37 Racehorses Have Died At Santa Anita Park Since December

NPR’s Noel King talks to Jim Chairusmi of The Wall Street Journal about a racehorse suffering a catastrophic injury at the Breeders’ Cup Classic on Saturday in Arcadia, Calif.



NOEL KING, HOST:

Millions of dollars were on the line at the Breeders’ Cup Classic over the weekend, but the headline out of that race is not about which horse won. In the final stretch at Santa Anita Park, a horse named Mongolian Groom injured his leg and was later euthanized. Now, since December, 37 horses have died at Santa Anita. Jim Chairusmi is a sports editor at The Wall Street Journal. He was at Saturday’s race. Good morning.

JIM CHAIRUSMI: Good morning.

KING: So when you were watching, could you tell what was happening, that this horse had been hurt?

CHAIRUSMI: Well, it’s funny because I had a seat right at the finish line. And I was watching the winner who was surging ahead at the line. And then I heard a gasp in the crowd, and I looked back. And I saw the horse, Mongolian Groom, that was limp. And workers quickly rushed onto the track and set up a screen because the horse was injured right in front of the grandstand. So they basically were prepared for situations like this. And workers quickly gathered around the horse and set up the screen so that the crowd was shielded from what was happening.

KING: Thirty-seven deaths of horses in less than a year since December, all at the same racetrack. What is going on here?

CHAIRUSMI: Well, you know, a lot of people are trying to figure it out. I mean, I don’t think there’s one exact reason. The track – this past winter was unseasonably wet in Southern California, a place where it doesn’t rain very often. And the track’s owners – The Stronach Group – blames some of that for the drainage system. They repaired the dirt course and such. They closed a little bit in the spring. They reopened with a new dirt track and a new drainage system. That has not prevented the deaths, as we saw on Saturday.

KING: OK. I had read about performance enhancers being a factor. Can you talk about, like, are the horses being given drugs or medication or what’s going on there?

CHAIRUSMI: Well, you know, there’s been oversight since the deaths have been happening.
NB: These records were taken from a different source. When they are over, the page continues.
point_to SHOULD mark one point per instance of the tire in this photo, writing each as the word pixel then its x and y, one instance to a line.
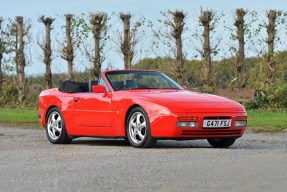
pixel 138 129
pixel 221 142
pixel 56 128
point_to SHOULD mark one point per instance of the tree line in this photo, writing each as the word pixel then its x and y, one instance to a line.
pixel 168 44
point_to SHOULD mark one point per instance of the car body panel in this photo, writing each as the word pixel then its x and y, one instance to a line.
pixel 105 114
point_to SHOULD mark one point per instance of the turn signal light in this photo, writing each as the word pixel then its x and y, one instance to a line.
pixel 241 118
pixel 186 124
pixel 187 118
pixel 240 123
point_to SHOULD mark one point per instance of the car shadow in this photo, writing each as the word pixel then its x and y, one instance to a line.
pixel 171 144
pixel 163 144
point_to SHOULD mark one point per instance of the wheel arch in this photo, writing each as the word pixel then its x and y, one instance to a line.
pixel 127 114
pixel 48 110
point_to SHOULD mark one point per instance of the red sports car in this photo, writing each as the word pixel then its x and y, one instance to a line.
pixel 140 106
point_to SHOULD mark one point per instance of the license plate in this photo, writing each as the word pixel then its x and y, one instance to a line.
pixel 217 123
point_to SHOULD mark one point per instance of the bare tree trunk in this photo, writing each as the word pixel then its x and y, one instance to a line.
pixel 20 59
pixel 1 57
pixel 68 50
pixel 271 31
pixel 97 22
pixel 178 20
pixel 240 66
pixel 126 44
pixel 205 19
pixel 47 50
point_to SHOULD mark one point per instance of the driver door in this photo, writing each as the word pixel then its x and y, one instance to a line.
pixel 92 114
There has been oversight. And there has been stricter post-race medication rules and pre-race medication rules. Every horse, for instance, during the Breeders’ Cup was checked by three veterinarians. There were a lot of tests. So there are questions about whether this horse, Mongolian Groom, for instance, was sound, were there wellness issues? You know, the horse was checked over by three vets, but that doesn’t mean that the horse might’ve been sore in one of its legs or something like that. We don’t know.

KING: We just don’t know. OK. Santa Anita is facing a ton of pressure after all of this. In September, California’s governor, Gavin Newsom, said “the willingness to just spit these animals out and literally take their lives is a disgrace.” That’s a quote. Do you get the sense that California might be moving toward banning horse racing altogether? Is there enough outrage, you suppose?
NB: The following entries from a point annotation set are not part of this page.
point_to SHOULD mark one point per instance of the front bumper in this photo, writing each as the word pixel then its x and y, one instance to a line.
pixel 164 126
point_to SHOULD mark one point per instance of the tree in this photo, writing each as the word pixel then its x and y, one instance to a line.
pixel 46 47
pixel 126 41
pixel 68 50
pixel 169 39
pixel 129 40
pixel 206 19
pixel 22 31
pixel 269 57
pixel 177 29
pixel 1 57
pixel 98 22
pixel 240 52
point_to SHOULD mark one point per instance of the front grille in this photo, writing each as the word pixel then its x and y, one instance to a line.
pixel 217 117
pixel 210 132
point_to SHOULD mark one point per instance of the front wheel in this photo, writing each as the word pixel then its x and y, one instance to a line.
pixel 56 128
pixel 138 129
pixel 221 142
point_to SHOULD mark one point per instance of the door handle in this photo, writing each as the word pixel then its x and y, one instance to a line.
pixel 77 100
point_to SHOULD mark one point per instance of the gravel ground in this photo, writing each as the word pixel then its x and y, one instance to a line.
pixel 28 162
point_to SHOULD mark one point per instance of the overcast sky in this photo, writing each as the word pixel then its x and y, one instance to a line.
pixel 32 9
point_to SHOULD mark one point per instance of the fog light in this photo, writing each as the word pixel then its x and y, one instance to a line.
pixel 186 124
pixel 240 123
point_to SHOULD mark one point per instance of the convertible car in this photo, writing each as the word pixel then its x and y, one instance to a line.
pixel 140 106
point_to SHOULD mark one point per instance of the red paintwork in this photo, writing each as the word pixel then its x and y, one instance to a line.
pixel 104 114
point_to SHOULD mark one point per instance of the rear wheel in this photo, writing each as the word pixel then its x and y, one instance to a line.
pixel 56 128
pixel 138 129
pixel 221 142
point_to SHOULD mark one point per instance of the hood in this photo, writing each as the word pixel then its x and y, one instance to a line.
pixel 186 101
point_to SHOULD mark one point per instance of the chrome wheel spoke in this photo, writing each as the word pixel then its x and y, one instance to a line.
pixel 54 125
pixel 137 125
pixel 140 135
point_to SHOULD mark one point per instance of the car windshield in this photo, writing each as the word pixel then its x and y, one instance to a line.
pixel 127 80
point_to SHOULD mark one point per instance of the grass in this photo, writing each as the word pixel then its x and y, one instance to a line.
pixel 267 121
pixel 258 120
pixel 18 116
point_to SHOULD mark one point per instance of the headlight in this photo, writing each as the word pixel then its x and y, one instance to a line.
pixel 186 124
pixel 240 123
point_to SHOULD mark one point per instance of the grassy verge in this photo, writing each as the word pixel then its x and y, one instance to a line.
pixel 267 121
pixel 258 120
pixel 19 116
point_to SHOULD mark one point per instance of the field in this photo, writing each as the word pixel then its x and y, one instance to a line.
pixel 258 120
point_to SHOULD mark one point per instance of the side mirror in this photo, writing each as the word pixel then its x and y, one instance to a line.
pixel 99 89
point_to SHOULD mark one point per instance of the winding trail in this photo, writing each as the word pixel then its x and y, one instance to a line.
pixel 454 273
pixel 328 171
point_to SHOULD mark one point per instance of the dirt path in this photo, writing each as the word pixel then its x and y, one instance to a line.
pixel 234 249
CHAIRUSMI: Well, coincidentally – and also Senator Dianne Feinstein wrote a letter to the executive director of the California Racing Association and basically said we’re going to be watching. The Breeders’ Cup will be an example of, can you get through a big weekend of racing, you know, injury-free? And as we saw, 14 races happened, 153 horses ran, and the only horse that got hurt got hurt in the last of the 14 races in the stretch. So they were an eighth of a mile from being injury-free and then catastrophe struck.
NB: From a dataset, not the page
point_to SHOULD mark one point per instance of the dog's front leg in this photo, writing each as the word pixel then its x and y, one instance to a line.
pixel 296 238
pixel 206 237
KING: Just very quickly – we’ve been talking about Santa Anita, is this going on in other places?

CHAIRUSMI: Yeah, you know, to a lesser extent. I think the number is pretty staggering at Santa Anita with 37 horses since December 26. Look. I think in horse racing, the number will – probably will never be zero because, you know, these are thousand-pound animals.

KING: It’s dicey. Jim Chairusmi, Wall Street Journal, thanks so much.